Rede
Merkel sieht Klimaschutz als Test für die Uno

Bei ihrer ersten Rede vor der Uno-Generalversammlung hat Bundeskanzlerin Angela Merkel auf konkrete Vorgaben zum Klimaschutz gedrängt. Insgesamt wertet sie die Klima-Debatte auch als Test für die Uno. Gegenüber dem größten Umweltsünder schlug sie allerdings sanfte Töne an.

HB NEW YORK. Bundeskanzlerin Angela Merkel wertet den Kampf gegen den Klimawandel als Lackmustest für den Zusammenhalt der Vereinten Nationen. Bei ihrem ersten Auftritt vor der Uno-Generalversammlung in New York forderte sie in der Nacht zum Mittwoch ein deutliches Signal für die internationale Klimakonferenz im Dezember auf Bali. Dort müsse ein Fahrplan für ein Nachfolgeabkommen des Kyoto-Protokolls vereinbart werden. „So wird sich beim Schutz des Klimas beispielhaft erweisen, wie es um die Handlungsfähigkeit der Staatengemeinschaft im 21. Jahrhundert bestellt ist“, sagte die Kanzlerin laut Redetext.

Merkel betonte, Initiativen einzelner Länder und Staatengruppen seien zwar willkommen, könnten aber kein Ersatz für ein Abkommen unter dem Dach der Uno sein. Sie spielte damit offenbar auf die Ende der Woche geplante Klimakonferenz an, die die US-Regierung in Washington ausrichtet.

Merkel bekräftigte ihr Ziel, den Ausstoß von klimaschädlichen Treibhausgasen bis zum Jahr 2050 zu halbieren. In Bali müssten neben einem Gesamtziel auch nationale Vorgaben und gemeinsame Instrumente zur Verringerung der Emissionen vereinbart werden. „Alle Industrieländer müssen ihre Emissionen pro Kopf drastisch verringern“, forderte sie. Für die Schwellenländer gebe es dagegen zunächst wirtschaftlichen Nachholbedarf. „Langfristig müssen sich die Pro-Kopf-Werte der Industrie- und der Schwellenländer auf dem Niveau des weltweiten Klimaschutzziels angleichen,“ sagte sie. „Die dazu nötige Verlässlichkeit kann nur der Rahmen eines UN-Abkommens bieten.“

Zuvor hatte Merkel die Industriestaaten auf eine Vorreiterrolle beim Kampf gegen den Klimawandel eingeschworen. „Für mich ist das eine moralische und eine wirtschaftliche Notwendigkeit“, sagte sie auf einer UN-Klimakonferenz in New York. Ein Kernelement für ein Post-Kyoto-Abkommen solle der in der Europäischen Union erprobte Emissionshandel sein. Auf dem Kongress gaben Vertreter von rund 80 Ländern ein Bekenntnis zum Klimaschutz nach Auslaufen des Kyoto-Protokolls ab.

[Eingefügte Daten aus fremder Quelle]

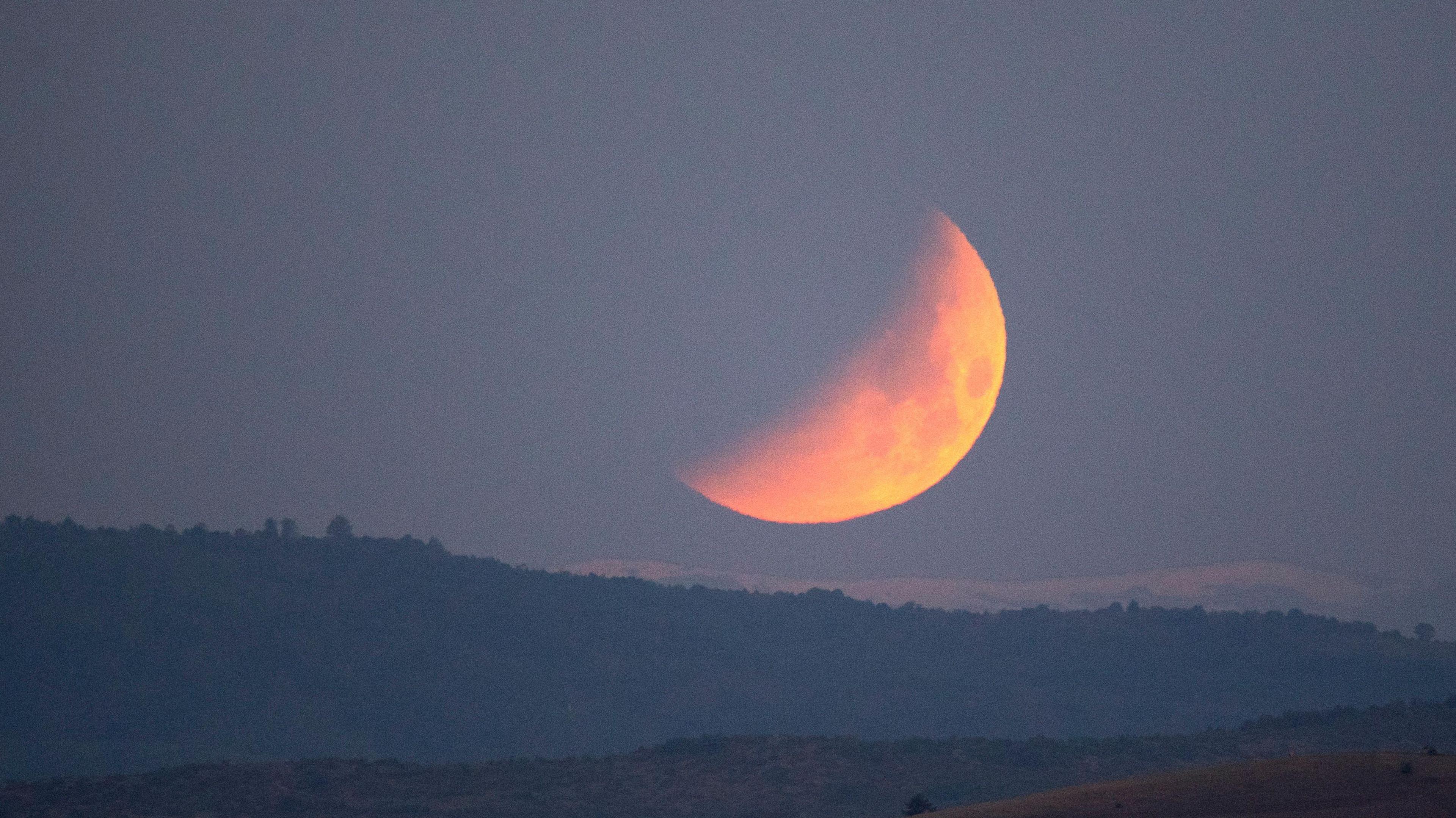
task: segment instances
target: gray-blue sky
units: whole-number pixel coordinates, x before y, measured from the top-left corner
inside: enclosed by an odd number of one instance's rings
[[[1456,13],[10,4],[0,507],[556,565],[1456,571]],[[916,501],[678,485],[927,208],[996,415]]]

Die USA waren mit Außenministerin Condoleezza Rice vertreten. Sie forderte eine technologische Revolution, um den Klimawandel zu bekämpfen. EU-Kommissionspräsident Jose Manuel Barroso sagte, das Vorhaben könne nur erfolgreich sein, wenn die USA mit ins Boot geholt würden. Frankreichs Präsident Nicolas Sarkozy rief zu schnellem Handeln auf. „Wir können nicht länger warten. Es ist unsere Pflicht, umgehend Entscheidungen zu treffen, sonst ist es zu spät.“

Merkel würdigte ausdrücklich die Rolle der USA, die das Kyoto-Protokoll nicht unterzeichnet haben und verbindliche Ziele für die Senkung des Treibhausgas-Ausstoßes bisher ablehnen. Die US-Regierung habe sich in den vergangenen Monaten in der Klimafrage bewegt, sagte sie.